ANALYSES

Des viols commis par des soldats en Centrafrique ? Cela aura peu de répercussions sur place

Presse
30 avril 2015
L’armée française est en pleine tourmente. Un rapport de l’ONU évoque des « viols » subis par de « jeunes garçons » par des troupes françaises stationnées en Centrafrique dans le cadre de la mission de maintien de la paix, la Minusca. Une enquête a été ouverte. Quelles conséquences ? Éclairage d’Alain Coldefy, directeur de recherche à l’Iris, ancien inspecteur général des armées.

On ne peut être qu’étonné et choqué par les révélations de ce rapport de l’ONU. Si les faits sont avérés à l’issue de l’enquête, les sanctions devront être irréprochables tant ces actes sont inadmissibles.

Reste que déterminer quelles seront les conséquences de cette affaire en Centrafrique, pour la poursuite de la mission de maintien de la paix assurée par l’armée française, est complexe.

Une société fragmentée, divisée

Complexe parce que, par nature, la France se trouve depuis le début de cette mission dans une position déjà difficile, où elle ne peut que déplaire à toutes les forces en présence.

La Centrafrique est en effet un pays fragmenté, divisé entre une chrétiens et musulmans.
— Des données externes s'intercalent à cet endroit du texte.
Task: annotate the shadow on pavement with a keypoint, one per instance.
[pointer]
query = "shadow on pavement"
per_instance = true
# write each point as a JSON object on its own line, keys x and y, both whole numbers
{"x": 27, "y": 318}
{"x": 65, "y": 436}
Chaque partie trouve donc des raisons d’adresser des griefs à l’armée française, l’estimant tour à tour trop proche du camp d’en face, par exemple.

D’autant plus qu’en venant ici pour stabiliser le pays, l’armée française, par son action, a perturbé certains rapports de force. Elle a pu freiner certains trafic et actes de corruption, et sa présence a sans nul doute dérangé des positions, fragilisant ceux qui profitaient jusque-là de la situation chaotique du pays pour s’enrichir.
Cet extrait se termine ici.